I eat steadily, read some, and when business picks up I pack my things and move to a counter in the Bakery.  I assume my nourishment for the day there is done.

Then a Stranger speaks to me: "Did you just move from one place to another?"

"Yes, in case someone needed my table."

"Well that was a very nice thing you did."  The Stranger, a woman working for the Cafe, then clears a table on the side which has a plug near it, so that I might continue to use my computer.  Her kindness sparked my courage to talk with her.

Though I hoped for it, I did not anticipate how I would be fed by more than food that morning.

I hear a story from this stranger of heartbreak, of a distant family, of a kidnapped son.  Of prison terms and felony and being lost.  But the end of the story, I find, changes the rest of it.  Because the end of her story—really, the end as far as she has discovered—is one in which she has found herself.

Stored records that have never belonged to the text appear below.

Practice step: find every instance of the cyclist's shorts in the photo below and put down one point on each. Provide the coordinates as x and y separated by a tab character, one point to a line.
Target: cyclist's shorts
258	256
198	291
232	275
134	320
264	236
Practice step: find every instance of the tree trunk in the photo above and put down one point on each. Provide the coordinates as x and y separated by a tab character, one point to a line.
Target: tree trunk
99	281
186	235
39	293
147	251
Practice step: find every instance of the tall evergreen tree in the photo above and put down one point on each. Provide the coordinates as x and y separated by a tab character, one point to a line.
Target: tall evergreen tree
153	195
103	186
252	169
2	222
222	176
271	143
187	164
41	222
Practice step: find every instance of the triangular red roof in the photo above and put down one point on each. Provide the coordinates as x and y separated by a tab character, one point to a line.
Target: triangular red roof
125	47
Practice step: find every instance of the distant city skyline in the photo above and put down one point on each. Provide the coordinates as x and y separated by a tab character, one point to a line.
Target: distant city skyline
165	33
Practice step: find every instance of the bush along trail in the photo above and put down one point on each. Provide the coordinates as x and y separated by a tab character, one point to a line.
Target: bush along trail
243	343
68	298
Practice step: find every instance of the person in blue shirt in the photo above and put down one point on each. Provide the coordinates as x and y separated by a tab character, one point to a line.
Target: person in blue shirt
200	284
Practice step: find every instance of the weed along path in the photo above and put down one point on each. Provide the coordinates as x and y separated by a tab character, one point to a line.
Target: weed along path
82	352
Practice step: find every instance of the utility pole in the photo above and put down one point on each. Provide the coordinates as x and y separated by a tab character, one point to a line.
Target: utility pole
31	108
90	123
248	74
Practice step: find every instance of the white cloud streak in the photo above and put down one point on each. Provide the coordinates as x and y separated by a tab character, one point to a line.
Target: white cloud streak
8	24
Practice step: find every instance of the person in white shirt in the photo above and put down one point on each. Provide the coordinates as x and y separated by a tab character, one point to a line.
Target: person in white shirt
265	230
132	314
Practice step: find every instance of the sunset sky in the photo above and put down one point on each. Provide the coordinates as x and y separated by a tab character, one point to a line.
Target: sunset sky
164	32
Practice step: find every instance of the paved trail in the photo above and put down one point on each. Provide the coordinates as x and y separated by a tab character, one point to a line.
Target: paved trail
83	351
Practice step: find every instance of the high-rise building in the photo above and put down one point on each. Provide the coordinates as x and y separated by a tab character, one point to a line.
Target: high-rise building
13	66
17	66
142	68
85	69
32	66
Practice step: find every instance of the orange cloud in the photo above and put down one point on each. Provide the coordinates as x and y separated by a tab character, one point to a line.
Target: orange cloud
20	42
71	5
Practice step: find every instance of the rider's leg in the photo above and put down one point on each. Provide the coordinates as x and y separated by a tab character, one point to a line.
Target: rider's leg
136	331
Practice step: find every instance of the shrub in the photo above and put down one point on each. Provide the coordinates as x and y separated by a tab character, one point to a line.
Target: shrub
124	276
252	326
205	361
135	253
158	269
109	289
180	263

"I had to learn to forgive myself."

In working with her case manager, if she was really serious about changing, she needed to have her gang tattoos removed.  So she was sent to Homeboy.  The tattoos on her wrists are nearly gone, and the ones on her fingers invisible, after 11 sessions.  It's a long process to remove the pieces of her old life.

"It's not about what you do right; it's about what you do wrong and are willing to change."

She found people who were like her at Homeboy.  She credits Homeboy, and the people there, for all of the changes, along with her "guardian angels" (literal angels) who she feels like she has "worn out" in looking out for her.  She credits Homeboy's capacity to "never give up on people."

"I have seen people do some stupid shit, they go to jail, then Homeboy hires them right back."

Anyone hired by Homeboy must go through an 18-month program which includes work and classes (AA, Narcotics Anonymous, Fatherhood or Women Empowerment classes, etc.), must be drug tested regularly, must meet with case managers and therapists, and this Stranger-turned-Friend says the whole process is one in which healing, belonging, and empowerment to stand and be responsible are all offered, over and over—if only the Homeboys and Homegirls take them.

Which they have been doing near a quarter-century.  And my newest Friend, she has seen her family come closer recently through tragedy.  She has found a marriage with someone who cares for her as she needs.

Though this week held disappointment for my summer at first, this day has changed my tone entirely.  All because a woman of redeemed life chose to seek out and be kind to a stranger like me.